A questão central do documento é o reconhecimento das OSCs (organizações da sociedade civil) e dos movimentos sociais como agentes de vanguarda na luta contra problemas complexos. Apesar disso, o financiamento de ambos ainda é insuficiente, e a sua instabilidade financeira é constante.

Enquanto atores que constituem a sociedade civil organizada, as OSCs colaboram na oferta de serviços básicos, na preservação do meio ambiente e na promoção dos direitos humanos.

Essas frentes operam diretamente na manutenção da democracia e no combate às desigualdades. Elas são, ainda, importantes parceiras da filantropia, sendo fundamentais na execução eficaz de programas sociais. Mas, para operacionalizar esse trabalho, precisam que recursos cheguem até elas.

Das 137 organizações que responderam ao Censo Gife 2022-2023, 64% declararam apoiar OSCs. Em termos de volume de recursos, foram quase R$ 840 milhões repassados —apenas 17% dos R$ 4,8 bilhões mobilizados pelo investimento social privado em 2022. Isso indica que há muito espaço para crescimento.

Quando questionadas sobre o volume de apoio institucional feito às OSCs, ou seja, o financiamento desvinculado de um projeto específico, apenas 44 organizações responderam, somando cerca de R$ 160 milhões.

Tanto o número de participantes do censo como o valor investido indicam algumas análises: a dificuldade de precisar o volume que é direcionado para apoio institucional, a possível falta de nitidez sobre o conceito, além da reduzida difusão de financiamentos livres e de longo prazo.
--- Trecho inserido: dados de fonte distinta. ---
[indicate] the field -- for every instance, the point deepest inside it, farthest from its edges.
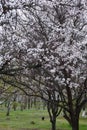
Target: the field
(32, 120)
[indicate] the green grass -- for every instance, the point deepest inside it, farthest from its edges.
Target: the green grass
(18, 120)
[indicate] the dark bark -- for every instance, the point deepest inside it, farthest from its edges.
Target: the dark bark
(75, 125)
(53, 123)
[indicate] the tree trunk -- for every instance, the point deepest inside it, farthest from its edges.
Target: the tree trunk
(54, 125)
(75, 124)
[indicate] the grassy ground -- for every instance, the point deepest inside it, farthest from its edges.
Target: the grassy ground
(31, 119)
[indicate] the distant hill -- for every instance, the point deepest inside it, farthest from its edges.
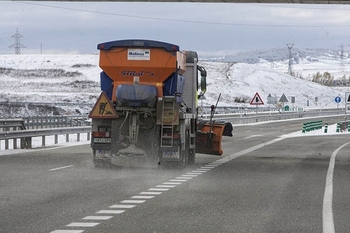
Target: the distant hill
(74, 79)
(281, 54)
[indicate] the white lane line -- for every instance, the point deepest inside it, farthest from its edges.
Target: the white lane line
(97, 217)
(253, 136)
(165, 186)
(133, 201)
(182, 177)
(83, 224)
(59, 168)
(327, 210)
(122, 206)
(142, 197)
(67, 231)
(158, 189)
(110, 211)
(150, 193)
(189, 175)
(192, 173)
(199, 171)
(174, 183)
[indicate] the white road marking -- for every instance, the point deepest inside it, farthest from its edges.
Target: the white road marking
(253, 136)
(67, 231)
(183, 177)
(327, 210)
(98, 217)
(133, 201)
(122, 206)
(186, 175)
(59, 168)
(161, 188)
(158, 189)
(199, 171)
(142, 197)
(165, 186)
(174, 183)
(110, 211)
(150, 193)
(83, 224)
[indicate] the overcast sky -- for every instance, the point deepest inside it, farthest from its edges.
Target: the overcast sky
(208, 28)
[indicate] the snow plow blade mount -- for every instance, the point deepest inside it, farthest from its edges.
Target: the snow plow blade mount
(209, 137)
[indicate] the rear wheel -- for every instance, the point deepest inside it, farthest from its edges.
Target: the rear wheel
(101, 162)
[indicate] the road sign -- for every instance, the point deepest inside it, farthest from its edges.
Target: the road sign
(256, 100)
(103, 108)
(337, 99)
(347, 97)
(283, 99)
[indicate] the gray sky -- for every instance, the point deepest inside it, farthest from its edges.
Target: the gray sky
(208, 28)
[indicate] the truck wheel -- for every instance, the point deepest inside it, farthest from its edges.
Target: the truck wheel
(101, 163)
(190, 56)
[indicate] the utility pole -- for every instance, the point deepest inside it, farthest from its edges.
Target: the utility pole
(17, 45)
(342, 65)
(290, 46)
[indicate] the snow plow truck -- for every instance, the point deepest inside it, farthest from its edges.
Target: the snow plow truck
(146, 114)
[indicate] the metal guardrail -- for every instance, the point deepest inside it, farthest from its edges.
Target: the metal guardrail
(12, 124)
(261, 117)
(26, 136)
(40, 122)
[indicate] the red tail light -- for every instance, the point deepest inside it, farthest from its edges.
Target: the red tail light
(101, 134)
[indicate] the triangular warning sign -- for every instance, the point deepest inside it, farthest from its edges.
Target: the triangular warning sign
(347, 97)
(103, 108)
(283, 99)
(256, 100)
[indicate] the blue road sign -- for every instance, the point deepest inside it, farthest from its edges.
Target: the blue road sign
(337, 99)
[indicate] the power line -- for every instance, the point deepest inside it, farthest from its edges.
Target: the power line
(187, 21)
(290, 46)
(17, 45)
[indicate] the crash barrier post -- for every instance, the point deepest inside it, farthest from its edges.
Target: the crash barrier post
(343, 126)
(311, 125)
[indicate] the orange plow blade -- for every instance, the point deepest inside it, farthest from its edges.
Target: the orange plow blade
(209, 137)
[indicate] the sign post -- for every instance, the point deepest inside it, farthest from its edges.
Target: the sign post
(347, 102)
(337, 100)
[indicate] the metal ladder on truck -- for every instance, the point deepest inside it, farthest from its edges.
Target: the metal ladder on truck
(168, 119)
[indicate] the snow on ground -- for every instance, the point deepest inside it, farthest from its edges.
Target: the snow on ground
(50, 145)
(79, 82)
(57, 78)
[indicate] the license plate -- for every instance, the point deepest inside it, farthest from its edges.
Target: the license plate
(102, 140)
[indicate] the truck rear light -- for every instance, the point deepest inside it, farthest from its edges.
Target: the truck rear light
(101, 134)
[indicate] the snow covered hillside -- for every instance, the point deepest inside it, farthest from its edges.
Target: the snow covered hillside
(74, 79)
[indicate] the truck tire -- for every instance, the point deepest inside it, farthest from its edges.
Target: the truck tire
(101, 163)
(191, 156)
(190, 56)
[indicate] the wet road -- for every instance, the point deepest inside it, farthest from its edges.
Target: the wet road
(262, 183)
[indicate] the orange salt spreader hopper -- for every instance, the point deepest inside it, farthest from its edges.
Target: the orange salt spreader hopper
(148, 62)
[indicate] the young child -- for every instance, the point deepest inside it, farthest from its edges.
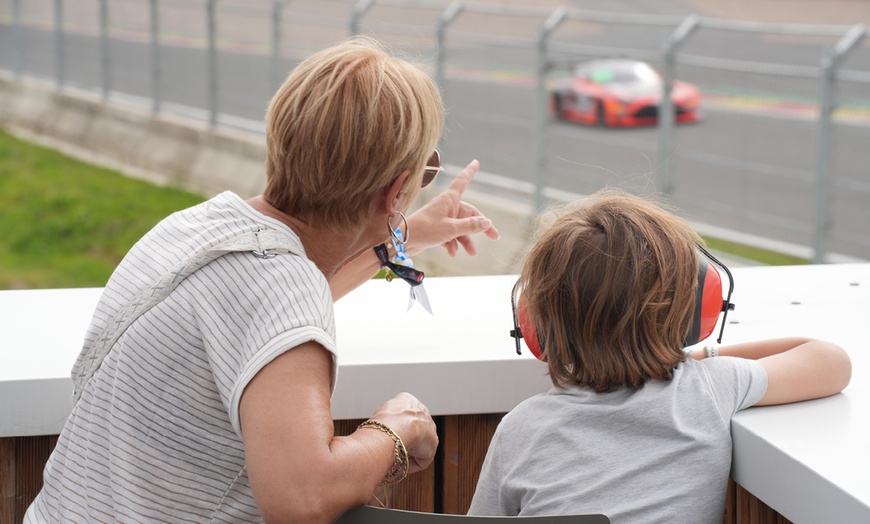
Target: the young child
(634, 428)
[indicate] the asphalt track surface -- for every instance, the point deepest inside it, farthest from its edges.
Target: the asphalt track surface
(749, 166)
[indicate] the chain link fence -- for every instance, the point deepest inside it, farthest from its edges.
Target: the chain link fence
(781, 153)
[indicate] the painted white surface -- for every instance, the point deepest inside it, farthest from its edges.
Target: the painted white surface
(809, 461)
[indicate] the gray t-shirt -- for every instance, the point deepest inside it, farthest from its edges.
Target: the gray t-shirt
(658, 454)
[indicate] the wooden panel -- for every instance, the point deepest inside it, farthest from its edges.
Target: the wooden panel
(750, 510)
(729, 504)
(464, 445)
(22, 460)
(7, 480)
(416, 493)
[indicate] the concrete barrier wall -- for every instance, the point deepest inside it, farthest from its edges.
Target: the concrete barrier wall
(188, 154)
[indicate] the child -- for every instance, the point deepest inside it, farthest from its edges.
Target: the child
(633, 428)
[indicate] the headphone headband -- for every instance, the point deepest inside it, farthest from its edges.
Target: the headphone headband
(709, 303)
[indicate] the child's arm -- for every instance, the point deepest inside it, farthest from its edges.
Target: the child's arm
(797, 368)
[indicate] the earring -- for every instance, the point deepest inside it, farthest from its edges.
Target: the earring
(397, 235)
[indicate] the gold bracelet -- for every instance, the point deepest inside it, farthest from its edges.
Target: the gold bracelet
(399, 470)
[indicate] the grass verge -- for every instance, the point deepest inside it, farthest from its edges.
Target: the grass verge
(65, 223)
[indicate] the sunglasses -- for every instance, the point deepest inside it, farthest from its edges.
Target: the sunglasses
(433, 167)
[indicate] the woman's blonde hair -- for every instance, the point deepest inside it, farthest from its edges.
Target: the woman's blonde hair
(610, 286)
(346, 122)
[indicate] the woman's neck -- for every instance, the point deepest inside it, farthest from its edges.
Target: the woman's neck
(329, 249)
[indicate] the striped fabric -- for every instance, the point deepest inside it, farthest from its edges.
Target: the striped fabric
(155, 436)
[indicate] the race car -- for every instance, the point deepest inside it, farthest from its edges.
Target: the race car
(620, 92)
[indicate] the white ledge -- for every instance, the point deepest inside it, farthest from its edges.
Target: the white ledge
(808, 461)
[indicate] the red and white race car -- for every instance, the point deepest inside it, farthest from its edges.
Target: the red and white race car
(620, 92)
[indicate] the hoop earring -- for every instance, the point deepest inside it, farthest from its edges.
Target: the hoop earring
(397, 237)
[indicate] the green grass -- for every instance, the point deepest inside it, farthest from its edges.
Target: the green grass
(64, 223)
(762, 256)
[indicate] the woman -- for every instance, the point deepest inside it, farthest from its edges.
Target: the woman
(214, 404)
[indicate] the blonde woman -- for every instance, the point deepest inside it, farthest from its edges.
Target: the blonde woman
(214, 404)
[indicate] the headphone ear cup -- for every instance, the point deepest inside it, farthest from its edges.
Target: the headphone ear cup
(527, 328)
(708, 301)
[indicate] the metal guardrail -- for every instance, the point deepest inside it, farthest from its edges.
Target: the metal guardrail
(546, 45)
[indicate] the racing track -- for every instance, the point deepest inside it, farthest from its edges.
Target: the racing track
(747, 171)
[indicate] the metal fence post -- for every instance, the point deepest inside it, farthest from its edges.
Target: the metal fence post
(542, 109)
(155, 56)
(59, 62)
(275, 76)
(827, 76)
(666, 105)
(104, 46)
(212, 63)
(359, 9)
(19, 38)
(446, 18)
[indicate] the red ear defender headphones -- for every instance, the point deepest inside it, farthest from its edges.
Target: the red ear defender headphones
(708, 305)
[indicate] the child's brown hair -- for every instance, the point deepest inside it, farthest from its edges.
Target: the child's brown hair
(611, 287)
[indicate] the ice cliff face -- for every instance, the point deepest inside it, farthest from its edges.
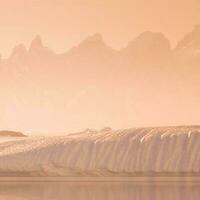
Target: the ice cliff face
(105, 153)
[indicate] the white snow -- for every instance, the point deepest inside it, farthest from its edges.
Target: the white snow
(105, 153)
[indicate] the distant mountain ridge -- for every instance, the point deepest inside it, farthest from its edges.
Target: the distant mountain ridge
(145, 81)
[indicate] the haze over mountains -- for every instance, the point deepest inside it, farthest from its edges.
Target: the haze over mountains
(147, 83)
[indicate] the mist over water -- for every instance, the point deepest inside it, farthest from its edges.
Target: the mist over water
(98, 191)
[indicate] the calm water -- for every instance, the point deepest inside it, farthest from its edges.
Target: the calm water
(99, 191)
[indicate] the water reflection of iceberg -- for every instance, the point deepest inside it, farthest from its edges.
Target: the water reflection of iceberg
(99, 191)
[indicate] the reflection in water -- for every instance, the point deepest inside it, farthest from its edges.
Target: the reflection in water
(98, 191)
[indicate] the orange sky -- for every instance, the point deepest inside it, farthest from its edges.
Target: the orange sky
(64, 23)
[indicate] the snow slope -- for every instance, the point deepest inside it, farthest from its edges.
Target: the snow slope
(105, 153)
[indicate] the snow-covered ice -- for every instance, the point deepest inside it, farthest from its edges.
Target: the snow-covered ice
(105, 153)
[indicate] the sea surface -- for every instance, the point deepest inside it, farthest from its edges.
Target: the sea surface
(99, 191)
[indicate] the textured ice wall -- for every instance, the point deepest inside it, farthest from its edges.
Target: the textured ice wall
(105, 153)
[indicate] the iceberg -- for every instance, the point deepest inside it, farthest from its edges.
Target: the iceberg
(106, 153)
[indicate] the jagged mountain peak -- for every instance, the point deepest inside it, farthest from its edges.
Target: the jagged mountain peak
(191, 40)
(150, 40)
Estes poderiam apoiar a resolução de problemas de sustentabilidade financeira de organizações e agentes.

Acreditando que a prática filantrópica pode ser cada vez mais relevante para a abordagem de mudanças sistêmicas, o Funding For Real Change apresenta aceleradores e barreiras para o financiamento flexível.

Considerando a proeminência da execução de projetos próprios, as relações com organizações e movimentos ainda é incipiente para que se possam difundir as práticas de "alinhamento de valores", "feedback dos parceiros" e "lente de equidade na redistribuição de recursos e poder" apontadas no estudo.

Todavia, ao tratar do "contexto de crise" e da "influência do grupo por pares", percebe-se que estes, de fato, já operam —embora em menor escala— no campo da filantropia institucionalizada. No Censo Gife 2020, vemos que as práticas de doações se flexibilizaram com a Covid-19.

Trabalhamos em frentes múltiplas para apoiar a filantropia de forma a desconstruir as estruturas de desigualdade. Enxergamos um setor com potencial, mas que ainda tem muito a desenvolver em sua contribuição ao país.

O estabelecimento de relações é complexo e requer atuação de longo prazo. Mas é nessa chave, de uma filantropia baseada na confiança entre as partes que colaboram, que se vislumbram outros futuros e mundos possíveis.